"The traditional light bulb is very old technology and very inefficient. Only five per cent of the energy it uses generates light -- the rest is wasted as heat," Parker said in a statement.
"There's a whole new generation of lighting coming through that is more cost-effective, saves energy and is better for the environment," he said.
The sales ban will take effect next year, the same time as neighbor Australia introduces a similar ban.
Government spokeswoman on energy efficiency and conservation Jeanette Fitzsimons said the range of fluorescent light bulbs on the market already saves money and electric power for New Zealand families, while pricing subsidies by the nation's Electricity Commission make them cheaper to buy.
"Each year we spend approximately NZ$660 million (US$497 million) on electricity for lighting in this country, generating about 2.65 million tons (2.9 million U.S. tons) of greenhouse gas emissions," she said.
"New Zealanders will be able to save almost NZ$500 million (US$377 million) by 2020, just by changing the lights," Fitzsimons said.
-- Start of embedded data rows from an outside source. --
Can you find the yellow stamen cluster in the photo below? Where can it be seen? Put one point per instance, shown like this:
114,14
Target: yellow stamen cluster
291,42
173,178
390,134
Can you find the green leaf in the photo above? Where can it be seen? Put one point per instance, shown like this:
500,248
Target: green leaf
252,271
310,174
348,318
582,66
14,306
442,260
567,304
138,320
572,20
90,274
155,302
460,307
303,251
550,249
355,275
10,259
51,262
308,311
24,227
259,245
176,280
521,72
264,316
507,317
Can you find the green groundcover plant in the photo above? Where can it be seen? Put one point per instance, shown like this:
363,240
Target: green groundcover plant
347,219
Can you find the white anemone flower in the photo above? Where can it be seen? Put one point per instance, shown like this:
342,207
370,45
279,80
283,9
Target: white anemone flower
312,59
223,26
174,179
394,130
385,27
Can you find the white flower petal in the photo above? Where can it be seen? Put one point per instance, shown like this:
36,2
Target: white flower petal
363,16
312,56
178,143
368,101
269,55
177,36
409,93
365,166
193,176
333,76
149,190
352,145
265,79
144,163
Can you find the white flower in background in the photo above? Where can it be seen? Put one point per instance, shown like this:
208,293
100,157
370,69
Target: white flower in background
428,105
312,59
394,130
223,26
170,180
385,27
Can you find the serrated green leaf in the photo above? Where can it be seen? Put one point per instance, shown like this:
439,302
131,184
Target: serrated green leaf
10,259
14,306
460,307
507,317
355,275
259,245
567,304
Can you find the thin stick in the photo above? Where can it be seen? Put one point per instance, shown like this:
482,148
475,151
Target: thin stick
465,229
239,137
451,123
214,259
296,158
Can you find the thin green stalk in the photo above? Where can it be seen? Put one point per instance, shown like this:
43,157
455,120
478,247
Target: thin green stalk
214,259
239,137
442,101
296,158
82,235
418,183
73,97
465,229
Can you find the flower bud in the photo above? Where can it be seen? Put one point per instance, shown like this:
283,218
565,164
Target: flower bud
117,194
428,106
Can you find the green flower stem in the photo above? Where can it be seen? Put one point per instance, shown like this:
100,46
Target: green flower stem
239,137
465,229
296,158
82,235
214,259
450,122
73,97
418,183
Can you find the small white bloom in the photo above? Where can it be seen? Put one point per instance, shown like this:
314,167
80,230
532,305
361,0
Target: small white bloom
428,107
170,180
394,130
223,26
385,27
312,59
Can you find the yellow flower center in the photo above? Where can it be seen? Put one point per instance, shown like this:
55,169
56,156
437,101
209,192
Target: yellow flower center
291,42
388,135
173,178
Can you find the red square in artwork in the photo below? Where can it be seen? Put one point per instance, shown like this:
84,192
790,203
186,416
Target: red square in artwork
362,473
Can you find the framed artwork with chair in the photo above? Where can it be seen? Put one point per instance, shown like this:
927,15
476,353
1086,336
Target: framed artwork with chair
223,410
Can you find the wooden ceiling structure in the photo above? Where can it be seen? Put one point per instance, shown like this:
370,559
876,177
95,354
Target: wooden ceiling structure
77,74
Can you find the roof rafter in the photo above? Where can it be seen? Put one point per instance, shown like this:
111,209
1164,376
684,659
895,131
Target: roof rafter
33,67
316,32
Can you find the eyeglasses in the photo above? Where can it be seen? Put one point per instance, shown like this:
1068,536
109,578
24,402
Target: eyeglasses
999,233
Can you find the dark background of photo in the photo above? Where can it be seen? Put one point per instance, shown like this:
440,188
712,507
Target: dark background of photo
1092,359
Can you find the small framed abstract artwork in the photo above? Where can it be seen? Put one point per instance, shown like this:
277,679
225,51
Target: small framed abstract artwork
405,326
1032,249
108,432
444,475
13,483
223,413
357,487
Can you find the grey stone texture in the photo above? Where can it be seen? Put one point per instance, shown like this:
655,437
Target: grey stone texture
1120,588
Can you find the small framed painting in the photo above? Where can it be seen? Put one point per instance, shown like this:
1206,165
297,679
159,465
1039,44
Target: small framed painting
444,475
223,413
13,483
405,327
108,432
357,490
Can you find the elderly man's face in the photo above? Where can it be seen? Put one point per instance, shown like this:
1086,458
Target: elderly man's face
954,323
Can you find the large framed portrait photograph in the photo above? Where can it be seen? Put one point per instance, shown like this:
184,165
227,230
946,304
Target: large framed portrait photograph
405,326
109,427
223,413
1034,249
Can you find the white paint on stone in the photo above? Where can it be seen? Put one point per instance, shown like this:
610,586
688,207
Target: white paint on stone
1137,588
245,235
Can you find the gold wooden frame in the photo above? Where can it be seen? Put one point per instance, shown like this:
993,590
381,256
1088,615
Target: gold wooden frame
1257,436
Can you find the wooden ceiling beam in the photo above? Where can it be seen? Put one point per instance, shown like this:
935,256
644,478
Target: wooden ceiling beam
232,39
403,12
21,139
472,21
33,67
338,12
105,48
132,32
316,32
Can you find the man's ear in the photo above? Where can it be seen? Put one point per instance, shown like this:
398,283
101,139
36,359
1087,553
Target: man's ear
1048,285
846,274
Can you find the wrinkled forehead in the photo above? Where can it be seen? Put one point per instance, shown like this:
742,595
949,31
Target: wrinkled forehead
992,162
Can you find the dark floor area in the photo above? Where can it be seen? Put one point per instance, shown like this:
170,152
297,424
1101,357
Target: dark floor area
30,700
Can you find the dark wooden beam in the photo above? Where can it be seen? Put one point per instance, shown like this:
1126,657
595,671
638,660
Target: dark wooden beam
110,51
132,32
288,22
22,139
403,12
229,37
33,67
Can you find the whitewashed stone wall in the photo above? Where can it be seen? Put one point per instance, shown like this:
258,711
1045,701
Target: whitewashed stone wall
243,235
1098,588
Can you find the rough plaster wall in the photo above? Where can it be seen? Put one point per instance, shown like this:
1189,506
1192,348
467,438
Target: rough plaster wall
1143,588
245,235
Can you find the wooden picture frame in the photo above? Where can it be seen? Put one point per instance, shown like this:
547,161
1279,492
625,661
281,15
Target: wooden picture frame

Unlike Australia, New Zealanders will be allowed to import old-style light bulbs into the country for personal use.
"Officials considered an import ban but felt we could achieve our objective of keeping them off the market with the point of sales ban," Fitzsimons said.
The New Zealand Parliament is debating an emissions trading scheme as part of a bid to cut harmful greenhouse gas emission levels aimed at making the country carbon neutral.